We turn the opposite way and gaze towards the northeast. Yet more craters stretch off into the distance and disappear below a low cloud bank that hovers above icy Vatnajökull, brilliant white in full sunlight. These craters were the later ones to erupt, beginning the last week of July 1783. They sent lava flowing down the eastern path towards Klaustur and its weary and dying villagers.

This perspective is the only way to really visualize the fearsome power that once ripped this landscape wide open. Laki is but a name, an abstraction, until we see this mighty gash in the earth. Its beauty belies the devastation it once unleashed. How could a land so tranquil and green have once been a terrifying inferno? We take our photos, pile a few stones on a summit cairn, gaze on the crater row one last time, and head back down.

Later that afternoon Trausti takes us to walk through several of the Laki craters. We drive slowly south and west, marveling at the color and variety of forms lava can take, from blue-black pillow-like lobes to reddish sharp-edged rocks. Many are shot through with vesicles, the holes left by gas bubbles as the lava cooled and hardened to rock. Some flow features in the lava resemble brown toffee that has yet to harden.

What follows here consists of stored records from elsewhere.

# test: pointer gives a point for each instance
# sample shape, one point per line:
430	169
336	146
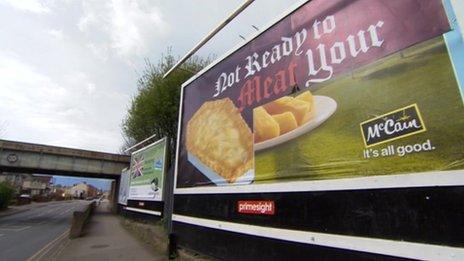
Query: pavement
106	239
26	229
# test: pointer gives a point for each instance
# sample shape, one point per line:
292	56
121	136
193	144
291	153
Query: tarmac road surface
23	234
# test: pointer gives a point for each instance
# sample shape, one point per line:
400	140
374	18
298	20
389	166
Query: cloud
72	112
57	34
33	6
126	27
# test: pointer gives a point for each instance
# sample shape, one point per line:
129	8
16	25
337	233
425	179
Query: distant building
83	190
28	183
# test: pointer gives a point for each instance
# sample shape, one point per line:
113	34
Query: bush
6	194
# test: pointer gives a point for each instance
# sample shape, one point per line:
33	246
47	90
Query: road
23	234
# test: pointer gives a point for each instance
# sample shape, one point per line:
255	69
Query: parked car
24	199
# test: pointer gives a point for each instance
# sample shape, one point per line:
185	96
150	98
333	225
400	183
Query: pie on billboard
219	138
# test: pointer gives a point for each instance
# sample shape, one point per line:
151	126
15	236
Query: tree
155	107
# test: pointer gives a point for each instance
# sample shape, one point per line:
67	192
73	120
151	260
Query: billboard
326	94
147	172
123	187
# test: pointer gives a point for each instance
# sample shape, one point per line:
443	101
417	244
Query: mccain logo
394	125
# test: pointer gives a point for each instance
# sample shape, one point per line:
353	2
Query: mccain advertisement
337	89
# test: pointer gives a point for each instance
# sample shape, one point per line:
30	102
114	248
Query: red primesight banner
260	207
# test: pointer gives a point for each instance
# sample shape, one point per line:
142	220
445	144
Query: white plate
246	178
324	106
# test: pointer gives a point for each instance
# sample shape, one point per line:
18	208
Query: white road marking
15	228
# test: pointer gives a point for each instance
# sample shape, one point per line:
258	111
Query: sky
69	69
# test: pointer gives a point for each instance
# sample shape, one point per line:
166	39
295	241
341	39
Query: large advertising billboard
337	89
147	172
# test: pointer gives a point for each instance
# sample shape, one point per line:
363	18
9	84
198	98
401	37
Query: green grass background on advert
421	74
151	155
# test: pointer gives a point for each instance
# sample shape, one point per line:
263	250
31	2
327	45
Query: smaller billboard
123	187
147	172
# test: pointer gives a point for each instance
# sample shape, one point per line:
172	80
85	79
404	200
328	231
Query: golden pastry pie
219	137
282	115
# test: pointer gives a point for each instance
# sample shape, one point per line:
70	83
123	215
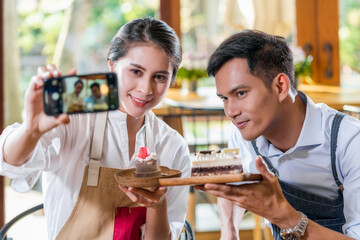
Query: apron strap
334	135
96	148
266	160
149	136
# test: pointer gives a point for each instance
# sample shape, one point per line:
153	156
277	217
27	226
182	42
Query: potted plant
302	66
192	69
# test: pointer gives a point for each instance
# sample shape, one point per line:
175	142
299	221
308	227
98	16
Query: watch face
290	236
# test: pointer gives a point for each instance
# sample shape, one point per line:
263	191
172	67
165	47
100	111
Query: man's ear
111	65
282	86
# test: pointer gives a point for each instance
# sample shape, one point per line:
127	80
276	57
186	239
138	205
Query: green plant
193	67
302	65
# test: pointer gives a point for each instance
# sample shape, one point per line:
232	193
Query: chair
7	226
187	233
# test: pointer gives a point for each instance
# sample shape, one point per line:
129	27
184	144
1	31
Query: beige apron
99	196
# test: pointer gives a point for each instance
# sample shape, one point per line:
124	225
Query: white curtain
12	102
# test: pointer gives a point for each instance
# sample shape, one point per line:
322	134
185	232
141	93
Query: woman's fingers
131	195
72	71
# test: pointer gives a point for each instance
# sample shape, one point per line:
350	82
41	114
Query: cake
209	163
146	165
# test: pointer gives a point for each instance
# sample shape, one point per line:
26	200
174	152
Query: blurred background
324	35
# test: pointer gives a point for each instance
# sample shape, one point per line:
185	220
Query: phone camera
55	96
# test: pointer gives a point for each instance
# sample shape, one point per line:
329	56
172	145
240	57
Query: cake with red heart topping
146	165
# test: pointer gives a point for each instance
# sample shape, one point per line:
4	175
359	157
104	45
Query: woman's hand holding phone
21	142
37	122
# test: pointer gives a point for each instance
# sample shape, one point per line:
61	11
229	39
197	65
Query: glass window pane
349	38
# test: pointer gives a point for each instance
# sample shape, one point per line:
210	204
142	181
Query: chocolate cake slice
209	163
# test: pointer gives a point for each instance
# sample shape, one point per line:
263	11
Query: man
310	189
96	101
74	101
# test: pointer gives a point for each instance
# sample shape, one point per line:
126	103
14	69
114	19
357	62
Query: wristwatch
296	232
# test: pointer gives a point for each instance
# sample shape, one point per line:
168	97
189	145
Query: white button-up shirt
62	154
307	165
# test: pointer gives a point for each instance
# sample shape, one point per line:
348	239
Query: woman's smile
138	102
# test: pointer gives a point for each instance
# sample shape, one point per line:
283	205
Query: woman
145	54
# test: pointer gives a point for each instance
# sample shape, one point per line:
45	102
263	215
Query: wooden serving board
201	180
171	177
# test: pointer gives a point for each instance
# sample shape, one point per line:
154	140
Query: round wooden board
126	177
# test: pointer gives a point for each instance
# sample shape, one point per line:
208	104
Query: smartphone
81	94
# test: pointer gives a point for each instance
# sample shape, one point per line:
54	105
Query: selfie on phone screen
81	94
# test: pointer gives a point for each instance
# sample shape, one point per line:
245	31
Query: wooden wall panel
328	37
306	37
170	13
317	25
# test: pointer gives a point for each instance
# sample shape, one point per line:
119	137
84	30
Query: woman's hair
146	31
267	55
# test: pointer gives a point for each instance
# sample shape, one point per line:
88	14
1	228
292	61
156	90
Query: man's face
251	106
95	91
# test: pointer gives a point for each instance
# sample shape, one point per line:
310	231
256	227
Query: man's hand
264	198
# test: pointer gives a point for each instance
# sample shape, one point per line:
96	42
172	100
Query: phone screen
81	94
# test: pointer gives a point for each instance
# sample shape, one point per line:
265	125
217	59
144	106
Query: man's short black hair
267	55
95	85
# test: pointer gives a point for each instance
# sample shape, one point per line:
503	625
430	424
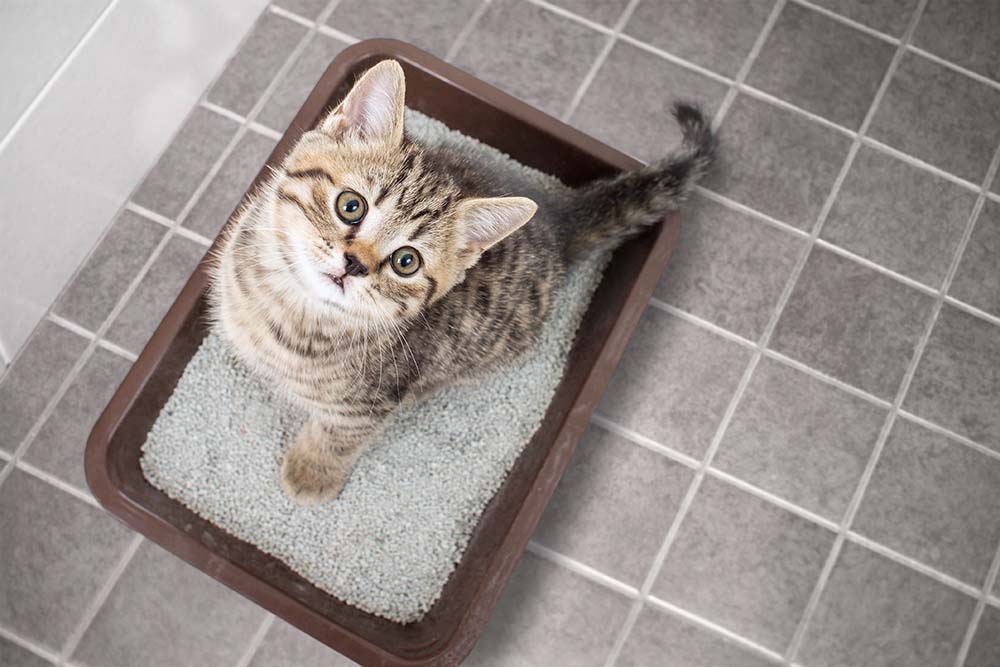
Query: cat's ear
372	113
487	221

We come across deep green mirror lakes, gentle burbling watercourses and, here and there, clumps of ground-hugging wildflowers — golden root, purple moss campion, white rock-cress and yellow meadow buttercups. Everywhere sprawls a carpet of that grey-green Icelandic moss, giving the otherwise coarse landscape a soft, impressionistic appearance. As sunlight alternates with a gentle mist that occasionally turns to snow, we almost forget we're walking through what was once a death trap.